[riskable]

I know I already replied but I forgot to mention another great usage of a blockchain: Logging. Not general-purpose logging, no. I'm talking about SOX-like "must be tamper-proof" transaction logging.

So say you've got central logging setup at your organization. You're smart and are using rsyslog with SSL/TLS and your own CA. For the most part you can reasonably claim that your log messages are secure from the server that emitted them to the destination in your central logging system but can you guarantee they're not modified after that? No. You can't.

From this perspective using a blockchain for logging security-critical events would be extremely useful. It would be impossible for an attacker to modify the logs after-the-fact so that you could no longer determine which account they used to login.

You wouldn't want to use it for general logging because of the overhead but for things like login events, reboots, etc it would be fantastic.

[lurker456]

A blockchain does not offer that guarantee either. The shared consensus it achieves comes at the cost of occasionally discarding stuff.

The few protections it does offer against tampering can be achieved in a much simpler way for your scenario (signing)

[aryehof]

Logging requires high speed transactions. Blockchain is very slow. That is by design, so that any changes incur too high a price for anyone considering tampering with it.

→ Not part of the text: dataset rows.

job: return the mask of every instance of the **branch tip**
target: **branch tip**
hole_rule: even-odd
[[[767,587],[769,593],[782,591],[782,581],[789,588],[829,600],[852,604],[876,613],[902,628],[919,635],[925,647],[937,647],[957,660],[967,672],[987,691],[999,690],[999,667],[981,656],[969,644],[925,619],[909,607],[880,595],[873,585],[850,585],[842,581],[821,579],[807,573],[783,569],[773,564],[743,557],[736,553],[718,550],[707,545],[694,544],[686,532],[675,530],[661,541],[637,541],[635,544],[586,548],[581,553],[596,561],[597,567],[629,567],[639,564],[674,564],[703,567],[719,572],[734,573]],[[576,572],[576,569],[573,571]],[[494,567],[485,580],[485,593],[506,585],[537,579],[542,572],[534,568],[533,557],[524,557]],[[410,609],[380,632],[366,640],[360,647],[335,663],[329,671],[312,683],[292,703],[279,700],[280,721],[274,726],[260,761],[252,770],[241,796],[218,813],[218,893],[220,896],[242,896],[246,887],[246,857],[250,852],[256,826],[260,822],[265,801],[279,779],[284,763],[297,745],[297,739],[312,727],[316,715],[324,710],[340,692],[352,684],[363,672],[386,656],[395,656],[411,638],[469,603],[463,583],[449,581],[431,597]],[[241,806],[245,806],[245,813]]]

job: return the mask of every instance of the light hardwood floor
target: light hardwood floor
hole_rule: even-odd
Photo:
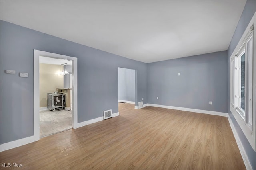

Every block header write involves solving a hash puzzle (i.e. mining), that in the case of Bitcoin takes on average about 10 minutes to solve.

[solatic]

A blockchain isn't as much of a guarantee as you think it is. Maintaining an offline, physical-access-restricted backup of critical logs is arguably more secure than a blockchain which can be altered by an attacker controlling the majority of the blockchain's computational power.

[floatrock]

And even better than that: having your regulator run a few of the private miner nodes in your reportable business logic blockchain.

Who cares about proving how physically access-restricted your server room is, any funny business will be noticed right away.

[solatic]

Will it? Half the point about how blockchains work is that dropping blockchains which are shorter than mainline is standard operating procedure and completely ordinary.

People holding cryptocurrency would notice an illegitimate takeover of the blockchain right away because they'd be trying to spend cryptocoin which, all of a sudden, they no longer have. But regulators aren't trying to tally up business inventory on their own ledger so that they can send it off to other parts of the business and all of a sudden that kind of logistics fails for the regulator because of what you called "funny business". A regulator is a passive observer, and a passive observer can't detect funny business without actively auditing the blockchain against their perceived notion of whether the current state of the blockchain is normative... which is a very difficult problem indeed to do at scale, one which regulators today haven't yet been able to really automate, even with the relative certainty of a database (which a regulator could order regular dumps of, for analysis, if it wanted to).

[MatthewKernerMS]

Caesar consensus, which is referenced in the Coco technical whitepaper, seeks to address the problem you mention.

[pasxizeis]

I'm curious, has this ever been a problem in real life?

[corysama]

Googling for enterprise blockchain scenarios, I find https://www.hyperledger.org/projects/sawtooth/seafood-case-s... I guess in this case the goal is to ensure customers trust in the enterprise beyond just reputation. These records are currently being stored in traditional databases and the customers trust that the records aren't being tampered with out of the expectation of consequences if the enterprise was caught cheating. But, with a blockchain record, cheating becomes extraordinarily harder. The customers do not need to trust. They can verify.

[stefano]

Do the customers have to run their own mining network to ensure the producer can't pull a 51% attack?

[lurker456]

While a 51% attack is a real concern, an even more likely scenario is the network going down. During a network split the local node(s) will happily continue to ingest logs which once the network is healed will all be rejected.

[ryanschneider]

While I haven't had any real life interactions with these, I can think of a couple scenarios where it might make sense:

- Your company handles dangerous or highly regulated materials (prescription drugs, hazardous materials, etc.) and you are required to have controls in place to monitor your supply chain. - You deal with lots of vendors of questionable reputation, or have a history of graft, embezzlement, or other loss in your supply chain. For example, easily "misplaced" goods like cigarettes that need to be distributed to lots of retail locations.